A senior forum official, Al Amin Kimathi, said on Tuesday that Muslims in the East African nation are outraged ”by the selective manner they were being targeted in the war against terrorism”.

”Given the discriminatory manner of the arrests and renditions, we’re apprehensive that more arrests are on the way,” Kimathi told the Mail & Guardian when the human rights group met in Nairobi on Tuesday to plan its strategy to press for the release or repatriation of deportees.

The disappearance of Abdullahi, a Kenyan, brings to five the number of alleged terrorism suspects who have gone missing since June and who Muslim leaders suspect have been abducted by the anti-terrorism police unit and ”rendered” to either Ethiopia or Somalia or are being held incommunicado at secret locations.

His disappearance and subsequent condemnation by Muslim leaders has raised security concerns over imminent al-Qaeda reprisals in Nairobi and Mombasa, where security is on high alert.

The two cities bore the brunt of al-Qaeda-sponsored attacks in bombings in 1998 and 2002 in protest against Kenya’s cooperation with the United States and Britain on counter-terrorism activities.

The proximity of Mombasa to the Middle East and the porosity of Kenya’s Indian Ocean coastline have placed the country in the eye of international terrorism.

At the height of renditions in June this year, a hand grenade exploded at a busy Nairobi bus terminus, killing a bystander and injuring 40 others.

Police linked the grenade attack to recent government policy blocking Somali nationals seeking asylum from entering Kenya.

Kimathi said this week that Abdullahi might have been spirited out of the country to Ethiopia to join 26 other al-Qaeda suspects arrested in Kenya in April. ”We have petitioned the minister for internal security [John Michuki] to issue a statement over the arbitrary arrests and renditions of Muslim faithfuls without success.” He said he did not believe the US was involved in the incident.

”This is the work of the anti-terrorism police unit. From the scanty information we have, the US has nothing to do with the latest rendition,” he said.

”We are seeing a pattern that is developing where the police act as if they are a law unto themselves and the government does not even come to heed the cries to have the human rights and the legal rights of suspects adhered to,” Kimathi said.

Similar condemnation has come from the Kenya National Commission of Human Rights, a government body, which criticised the police this week for targeting Muslims.

So far, however, the Kenyan government appears to remain indifferent to the criticism from home and abroad, despite prompting from the media and parliament.

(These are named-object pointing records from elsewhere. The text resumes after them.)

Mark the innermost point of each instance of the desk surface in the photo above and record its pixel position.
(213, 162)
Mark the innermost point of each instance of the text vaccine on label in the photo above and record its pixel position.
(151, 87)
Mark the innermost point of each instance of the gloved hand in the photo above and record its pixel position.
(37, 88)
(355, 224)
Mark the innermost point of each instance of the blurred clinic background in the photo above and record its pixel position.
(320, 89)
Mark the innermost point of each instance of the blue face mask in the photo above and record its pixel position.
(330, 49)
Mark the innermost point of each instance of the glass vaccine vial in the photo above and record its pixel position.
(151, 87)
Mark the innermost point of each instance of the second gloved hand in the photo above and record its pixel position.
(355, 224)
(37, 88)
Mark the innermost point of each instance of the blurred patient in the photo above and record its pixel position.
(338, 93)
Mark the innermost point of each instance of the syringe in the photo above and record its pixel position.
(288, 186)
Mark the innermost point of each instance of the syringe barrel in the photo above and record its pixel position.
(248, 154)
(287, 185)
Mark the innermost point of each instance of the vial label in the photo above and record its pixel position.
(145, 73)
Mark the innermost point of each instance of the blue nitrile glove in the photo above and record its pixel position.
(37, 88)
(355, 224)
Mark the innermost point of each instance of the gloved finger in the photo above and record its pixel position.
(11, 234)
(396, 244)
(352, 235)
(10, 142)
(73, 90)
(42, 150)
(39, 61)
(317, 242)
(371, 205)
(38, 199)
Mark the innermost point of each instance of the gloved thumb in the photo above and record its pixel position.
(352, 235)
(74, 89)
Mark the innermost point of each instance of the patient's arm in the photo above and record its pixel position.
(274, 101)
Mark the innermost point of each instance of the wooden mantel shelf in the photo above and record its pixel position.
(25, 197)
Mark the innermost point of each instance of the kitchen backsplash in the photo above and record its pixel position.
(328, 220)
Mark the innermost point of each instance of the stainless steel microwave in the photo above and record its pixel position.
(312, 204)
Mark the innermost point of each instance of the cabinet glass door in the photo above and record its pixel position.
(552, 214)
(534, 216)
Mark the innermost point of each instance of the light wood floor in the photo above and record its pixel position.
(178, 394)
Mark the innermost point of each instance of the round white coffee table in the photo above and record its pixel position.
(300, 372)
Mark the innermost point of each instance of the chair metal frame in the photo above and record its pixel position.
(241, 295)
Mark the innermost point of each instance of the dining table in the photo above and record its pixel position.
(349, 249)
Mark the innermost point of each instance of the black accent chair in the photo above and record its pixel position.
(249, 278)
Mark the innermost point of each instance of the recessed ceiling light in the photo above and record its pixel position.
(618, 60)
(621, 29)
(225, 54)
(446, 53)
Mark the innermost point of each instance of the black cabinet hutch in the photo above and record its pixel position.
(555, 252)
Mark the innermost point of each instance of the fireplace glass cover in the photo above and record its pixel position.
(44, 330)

Since it supported last year’s US-backed Ethiopian ousting of the Islamic Courts Union in neighbouring Somalia, the Kenyan government has come under stinging criticism for human rights violations.

A report commissioned by the human rights commission and the forum and published last month notes: ”The Kenya government … facilitated the invasion of Somalia by Ethiopian forces that launched their forays from within Kenyan territory … This enabled the Ethiopian ground forces to rout the erstwhile Union of Islamic Courts (UIC) fighters with the aid of US aerial bombardments that resulted in heavy civilian casualties.”

It adds: ”Perhaps most diabolical for the Kenyan government was its role in the rendition to Somalia of at least 20 Kenyans [since January], alongside the detained foreigners and the extraordinary rendition of the Kenyan sent to Guantanamo Bay.”

The nationalities of those who have been rendered by the Kenyan government include citizens of the US, Britain, France, Canada, Sweden, Ethiopia, Eritrea, Tunisia, Oman, Yemen, Rwanda, Tanzania, Saudi Arabia, the United Arab Emirates, Sudan, Uganda, Syria, the Comoros Islands, Morocco and Jordan.